-----------------------------------------------------------
This is an automatically generated e-mail. To reply, visit:
https://reviews.apache.org/r/28500/
-----------------------------------------------------------
Review request for hive, Chao Sun, Suhas Satish, and Xuefu Zhang.
Bugs: HIVE-8943
https://issues.apache.org/jira/browse/HIVE-8943
Repository: hive-git
Description
-------
SparkMapJoinOptimizer by default combines nested mapjoins into one work due to
removal of RS for big-table.
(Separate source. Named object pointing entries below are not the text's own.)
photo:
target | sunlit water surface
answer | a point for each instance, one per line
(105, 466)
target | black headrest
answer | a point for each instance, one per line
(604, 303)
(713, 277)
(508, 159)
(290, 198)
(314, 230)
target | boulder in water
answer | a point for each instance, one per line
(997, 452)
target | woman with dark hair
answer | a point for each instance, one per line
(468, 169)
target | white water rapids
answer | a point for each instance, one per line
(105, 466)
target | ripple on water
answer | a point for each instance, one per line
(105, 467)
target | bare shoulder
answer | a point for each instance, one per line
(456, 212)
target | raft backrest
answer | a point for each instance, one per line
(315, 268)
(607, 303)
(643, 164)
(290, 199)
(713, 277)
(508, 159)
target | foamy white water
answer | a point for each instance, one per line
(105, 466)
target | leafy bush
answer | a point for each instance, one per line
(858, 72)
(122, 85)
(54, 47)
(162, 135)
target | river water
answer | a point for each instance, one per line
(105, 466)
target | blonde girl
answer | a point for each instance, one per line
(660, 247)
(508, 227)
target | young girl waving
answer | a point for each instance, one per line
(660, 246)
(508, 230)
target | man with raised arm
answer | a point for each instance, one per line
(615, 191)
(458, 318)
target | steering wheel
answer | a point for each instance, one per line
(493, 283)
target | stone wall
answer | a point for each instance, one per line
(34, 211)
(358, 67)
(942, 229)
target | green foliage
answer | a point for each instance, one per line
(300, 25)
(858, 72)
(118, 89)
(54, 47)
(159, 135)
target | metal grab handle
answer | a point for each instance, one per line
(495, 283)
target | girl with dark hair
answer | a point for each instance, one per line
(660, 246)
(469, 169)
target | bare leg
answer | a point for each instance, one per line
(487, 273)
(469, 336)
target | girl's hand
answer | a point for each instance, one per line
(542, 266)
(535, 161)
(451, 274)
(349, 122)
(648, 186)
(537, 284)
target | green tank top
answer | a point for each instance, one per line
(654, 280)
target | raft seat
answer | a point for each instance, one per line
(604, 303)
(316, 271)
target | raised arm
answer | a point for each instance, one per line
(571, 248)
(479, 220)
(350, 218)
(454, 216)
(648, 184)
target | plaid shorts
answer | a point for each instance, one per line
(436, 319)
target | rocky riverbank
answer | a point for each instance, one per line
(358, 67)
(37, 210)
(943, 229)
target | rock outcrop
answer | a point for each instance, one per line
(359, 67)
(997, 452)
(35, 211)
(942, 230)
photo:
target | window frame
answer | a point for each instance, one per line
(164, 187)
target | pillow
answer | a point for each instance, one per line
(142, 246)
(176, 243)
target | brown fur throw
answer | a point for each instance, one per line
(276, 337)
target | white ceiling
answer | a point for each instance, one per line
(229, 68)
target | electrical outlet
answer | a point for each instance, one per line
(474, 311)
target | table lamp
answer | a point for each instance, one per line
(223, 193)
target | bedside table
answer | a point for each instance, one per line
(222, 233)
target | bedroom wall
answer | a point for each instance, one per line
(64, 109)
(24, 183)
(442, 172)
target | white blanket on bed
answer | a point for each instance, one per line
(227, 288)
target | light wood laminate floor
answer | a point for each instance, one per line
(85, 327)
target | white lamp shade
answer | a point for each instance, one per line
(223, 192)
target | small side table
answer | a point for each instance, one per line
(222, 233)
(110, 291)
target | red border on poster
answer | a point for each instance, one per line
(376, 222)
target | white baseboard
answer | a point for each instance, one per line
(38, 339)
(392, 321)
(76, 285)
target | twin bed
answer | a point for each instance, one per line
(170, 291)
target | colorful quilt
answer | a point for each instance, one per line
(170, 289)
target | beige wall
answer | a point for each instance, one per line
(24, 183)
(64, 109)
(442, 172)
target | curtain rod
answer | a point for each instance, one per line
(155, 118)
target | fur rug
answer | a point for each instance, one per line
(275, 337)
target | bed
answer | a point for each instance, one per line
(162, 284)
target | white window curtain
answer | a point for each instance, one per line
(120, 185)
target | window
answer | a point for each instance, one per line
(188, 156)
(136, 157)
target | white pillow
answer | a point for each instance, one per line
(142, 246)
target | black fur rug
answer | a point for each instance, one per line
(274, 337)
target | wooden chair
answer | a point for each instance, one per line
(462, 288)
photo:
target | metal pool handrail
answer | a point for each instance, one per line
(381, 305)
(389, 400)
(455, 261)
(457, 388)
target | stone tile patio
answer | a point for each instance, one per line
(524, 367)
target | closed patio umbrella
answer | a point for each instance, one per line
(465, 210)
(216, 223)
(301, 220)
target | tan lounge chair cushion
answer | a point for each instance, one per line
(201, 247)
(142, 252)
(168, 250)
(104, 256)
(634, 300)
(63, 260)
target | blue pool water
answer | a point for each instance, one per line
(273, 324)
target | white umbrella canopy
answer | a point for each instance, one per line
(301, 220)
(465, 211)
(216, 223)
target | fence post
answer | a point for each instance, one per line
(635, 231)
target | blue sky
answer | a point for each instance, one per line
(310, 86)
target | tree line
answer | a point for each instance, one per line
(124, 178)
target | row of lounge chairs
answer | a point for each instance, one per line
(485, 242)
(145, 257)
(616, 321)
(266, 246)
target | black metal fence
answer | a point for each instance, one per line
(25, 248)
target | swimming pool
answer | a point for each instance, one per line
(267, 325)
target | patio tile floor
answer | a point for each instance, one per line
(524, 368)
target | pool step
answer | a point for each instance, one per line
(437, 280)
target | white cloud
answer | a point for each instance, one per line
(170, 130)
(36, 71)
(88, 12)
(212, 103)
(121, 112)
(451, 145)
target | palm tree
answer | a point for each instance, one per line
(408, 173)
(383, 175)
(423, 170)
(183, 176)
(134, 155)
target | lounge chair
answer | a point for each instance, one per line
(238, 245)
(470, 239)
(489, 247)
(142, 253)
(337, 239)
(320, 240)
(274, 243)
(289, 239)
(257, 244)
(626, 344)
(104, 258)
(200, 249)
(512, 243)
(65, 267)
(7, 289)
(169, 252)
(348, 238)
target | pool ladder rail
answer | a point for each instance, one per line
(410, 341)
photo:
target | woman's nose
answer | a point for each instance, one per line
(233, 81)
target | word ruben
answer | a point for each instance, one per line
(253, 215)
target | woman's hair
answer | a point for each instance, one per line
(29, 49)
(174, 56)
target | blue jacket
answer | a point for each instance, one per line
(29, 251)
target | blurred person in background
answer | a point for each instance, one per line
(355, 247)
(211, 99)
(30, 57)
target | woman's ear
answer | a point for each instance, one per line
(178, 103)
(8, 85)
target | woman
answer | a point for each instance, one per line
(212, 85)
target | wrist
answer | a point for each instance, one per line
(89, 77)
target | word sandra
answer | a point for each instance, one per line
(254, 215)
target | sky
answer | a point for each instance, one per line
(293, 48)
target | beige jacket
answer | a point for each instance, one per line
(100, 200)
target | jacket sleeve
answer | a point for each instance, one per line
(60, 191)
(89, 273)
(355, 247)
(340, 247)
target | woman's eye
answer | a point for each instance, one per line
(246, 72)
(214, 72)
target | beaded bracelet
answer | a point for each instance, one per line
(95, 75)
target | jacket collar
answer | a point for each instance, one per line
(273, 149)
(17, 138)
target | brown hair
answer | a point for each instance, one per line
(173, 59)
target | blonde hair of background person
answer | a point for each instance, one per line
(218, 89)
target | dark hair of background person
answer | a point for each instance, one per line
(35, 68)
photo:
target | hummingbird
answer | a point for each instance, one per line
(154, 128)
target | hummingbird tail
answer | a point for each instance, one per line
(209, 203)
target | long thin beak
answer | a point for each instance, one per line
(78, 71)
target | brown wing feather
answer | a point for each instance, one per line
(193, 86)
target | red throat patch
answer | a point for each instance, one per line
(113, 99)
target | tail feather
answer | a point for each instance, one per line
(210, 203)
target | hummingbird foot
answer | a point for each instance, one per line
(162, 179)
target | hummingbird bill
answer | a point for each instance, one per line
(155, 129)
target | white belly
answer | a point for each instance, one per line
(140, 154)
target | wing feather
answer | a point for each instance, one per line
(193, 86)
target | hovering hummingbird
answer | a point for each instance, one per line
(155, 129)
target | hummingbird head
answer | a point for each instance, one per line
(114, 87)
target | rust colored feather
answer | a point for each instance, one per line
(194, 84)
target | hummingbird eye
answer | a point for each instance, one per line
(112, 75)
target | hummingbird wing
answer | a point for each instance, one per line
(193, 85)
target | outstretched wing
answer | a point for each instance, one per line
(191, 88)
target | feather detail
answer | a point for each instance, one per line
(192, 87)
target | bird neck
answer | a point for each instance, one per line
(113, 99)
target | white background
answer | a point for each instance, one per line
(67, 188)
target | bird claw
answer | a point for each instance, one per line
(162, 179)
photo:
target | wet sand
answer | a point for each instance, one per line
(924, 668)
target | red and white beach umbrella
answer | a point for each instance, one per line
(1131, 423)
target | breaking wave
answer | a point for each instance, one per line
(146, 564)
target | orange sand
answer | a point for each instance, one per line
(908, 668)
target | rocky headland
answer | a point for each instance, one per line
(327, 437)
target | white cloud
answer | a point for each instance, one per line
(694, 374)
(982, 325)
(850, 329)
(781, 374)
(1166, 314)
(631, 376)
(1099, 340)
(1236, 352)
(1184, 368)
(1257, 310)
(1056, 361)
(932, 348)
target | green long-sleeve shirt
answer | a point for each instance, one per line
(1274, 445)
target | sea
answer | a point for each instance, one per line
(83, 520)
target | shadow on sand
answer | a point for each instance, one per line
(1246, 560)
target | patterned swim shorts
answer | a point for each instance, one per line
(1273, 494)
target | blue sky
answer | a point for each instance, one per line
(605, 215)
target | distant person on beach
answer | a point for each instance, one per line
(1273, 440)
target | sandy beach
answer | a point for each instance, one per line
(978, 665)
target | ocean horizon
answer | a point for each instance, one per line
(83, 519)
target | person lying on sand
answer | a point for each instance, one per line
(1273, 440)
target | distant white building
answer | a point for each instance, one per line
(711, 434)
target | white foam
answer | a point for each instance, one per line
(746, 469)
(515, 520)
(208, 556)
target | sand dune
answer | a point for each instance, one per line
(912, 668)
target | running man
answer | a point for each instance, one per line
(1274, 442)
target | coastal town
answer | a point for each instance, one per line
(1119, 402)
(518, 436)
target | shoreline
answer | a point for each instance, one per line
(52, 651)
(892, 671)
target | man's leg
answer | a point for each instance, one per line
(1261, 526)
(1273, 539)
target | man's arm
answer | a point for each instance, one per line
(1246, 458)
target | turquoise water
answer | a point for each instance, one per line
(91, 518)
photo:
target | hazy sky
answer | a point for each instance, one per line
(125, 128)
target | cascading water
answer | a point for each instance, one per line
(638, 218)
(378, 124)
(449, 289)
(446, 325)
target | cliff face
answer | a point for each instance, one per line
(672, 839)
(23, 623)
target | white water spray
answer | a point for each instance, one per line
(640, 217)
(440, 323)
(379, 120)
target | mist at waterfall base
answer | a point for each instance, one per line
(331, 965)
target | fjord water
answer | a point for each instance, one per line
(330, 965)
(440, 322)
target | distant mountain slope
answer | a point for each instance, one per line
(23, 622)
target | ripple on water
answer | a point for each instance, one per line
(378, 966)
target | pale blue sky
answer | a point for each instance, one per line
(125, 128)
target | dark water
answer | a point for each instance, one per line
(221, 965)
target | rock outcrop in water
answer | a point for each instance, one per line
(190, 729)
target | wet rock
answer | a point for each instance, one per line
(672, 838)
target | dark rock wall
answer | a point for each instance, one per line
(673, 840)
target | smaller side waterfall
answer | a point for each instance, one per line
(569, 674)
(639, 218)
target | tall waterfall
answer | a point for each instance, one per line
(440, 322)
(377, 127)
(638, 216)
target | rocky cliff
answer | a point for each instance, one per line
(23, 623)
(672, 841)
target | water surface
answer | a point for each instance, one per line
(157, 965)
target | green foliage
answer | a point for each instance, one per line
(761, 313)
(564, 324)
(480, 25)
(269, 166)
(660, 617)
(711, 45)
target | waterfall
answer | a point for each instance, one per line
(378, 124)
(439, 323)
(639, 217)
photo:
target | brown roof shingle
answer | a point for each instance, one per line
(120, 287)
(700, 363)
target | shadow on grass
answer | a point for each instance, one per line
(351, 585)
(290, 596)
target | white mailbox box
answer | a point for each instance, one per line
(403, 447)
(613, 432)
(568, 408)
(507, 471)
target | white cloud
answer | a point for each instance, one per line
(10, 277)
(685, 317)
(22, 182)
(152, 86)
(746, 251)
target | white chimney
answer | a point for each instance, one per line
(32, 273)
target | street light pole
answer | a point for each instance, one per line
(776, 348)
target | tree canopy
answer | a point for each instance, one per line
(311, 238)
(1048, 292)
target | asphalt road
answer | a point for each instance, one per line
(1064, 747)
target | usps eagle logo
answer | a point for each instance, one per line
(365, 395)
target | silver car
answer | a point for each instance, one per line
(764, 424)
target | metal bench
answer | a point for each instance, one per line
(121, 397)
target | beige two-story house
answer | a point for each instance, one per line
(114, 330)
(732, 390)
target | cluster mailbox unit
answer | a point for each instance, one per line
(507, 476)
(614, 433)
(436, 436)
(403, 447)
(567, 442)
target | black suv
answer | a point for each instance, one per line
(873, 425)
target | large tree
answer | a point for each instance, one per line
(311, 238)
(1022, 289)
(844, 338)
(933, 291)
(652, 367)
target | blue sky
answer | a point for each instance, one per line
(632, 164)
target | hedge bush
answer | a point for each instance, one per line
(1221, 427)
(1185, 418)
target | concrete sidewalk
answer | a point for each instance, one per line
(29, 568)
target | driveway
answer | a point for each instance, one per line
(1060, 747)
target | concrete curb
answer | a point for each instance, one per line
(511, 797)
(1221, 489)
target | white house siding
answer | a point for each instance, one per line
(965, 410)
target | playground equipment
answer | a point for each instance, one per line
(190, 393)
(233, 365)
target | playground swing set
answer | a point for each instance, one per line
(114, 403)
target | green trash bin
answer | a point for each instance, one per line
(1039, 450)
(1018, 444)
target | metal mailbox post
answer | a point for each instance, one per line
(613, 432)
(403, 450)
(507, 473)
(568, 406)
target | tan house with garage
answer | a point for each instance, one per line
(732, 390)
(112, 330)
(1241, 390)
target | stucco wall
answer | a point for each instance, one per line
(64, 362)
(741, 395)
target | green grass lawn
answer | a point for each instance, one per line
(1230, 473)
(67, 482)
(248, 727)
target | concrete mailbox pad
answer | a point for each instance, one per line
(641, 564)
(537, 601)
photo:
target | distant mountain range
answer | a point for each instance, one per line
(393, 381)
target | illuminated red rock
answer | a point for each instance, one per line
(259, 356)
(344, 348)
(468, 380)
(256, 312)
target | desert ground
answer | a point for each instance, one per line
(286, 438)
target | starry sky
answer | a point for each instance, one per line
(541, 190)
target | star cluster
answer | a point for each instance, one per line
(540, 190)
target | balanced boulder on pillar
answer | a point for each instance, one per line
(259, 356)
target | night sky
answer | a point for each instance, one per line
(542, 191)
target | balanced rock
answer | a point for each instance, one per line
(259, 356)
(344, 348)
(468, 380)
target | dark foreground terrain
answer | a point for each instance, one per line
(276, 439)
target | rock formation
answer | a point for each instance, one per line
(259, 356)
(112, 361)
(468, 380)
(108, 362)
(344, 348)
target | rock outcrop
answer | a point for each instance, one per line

So we need to enhance the mapjoin check to
calculate if all the MapJoins in that work (spark-stage) will fit into the
memory, otherwise it might overwhelm memory for that particular spark executor.
Diffs
-----
ql/src/java/org/apache/hadoop/hive/ql/optimizer/spark/SparkMapJoinOptimizer.java
819eef1
ql/src/java/org/apache/hadoop/hive/ql/parse/spark/OptimizeSparkProcContext.java
0c339a5
ql/src/test/queries/clientpositive/auto_join_stats.q PRE-CREATION
ql/src/test/queries/clientpositive/auto_join_stats2.q PRE-CREATION
ql/src/test/results/clientpositive/auto_join_stats.q.out PRE-CREATION
ql/src/test/results/clientpositive/auto_join_stats2.q.out PRE-CREATION
ql/src/test/results/clientpositive/spark/auto_join_stats.q.out PRE-CREATION
ql/src/test/results/clientpositive/spark/auto_join_stats2.q.out PRE-CREATION
Diff: https://reviews.apache.org/r/28500/diff/
Testing
-------
Added two unit tests:
1. auto_join_stats, which sets a memory limit and checks that algorithm does
not put more than 1 mapjoin in one BaseWork
2. auto_join_stats2, which is the same query without memory limit, and check
that algorithm puts all mapjoin in one BaseWork because it can.
Thanks,
Szehon Ho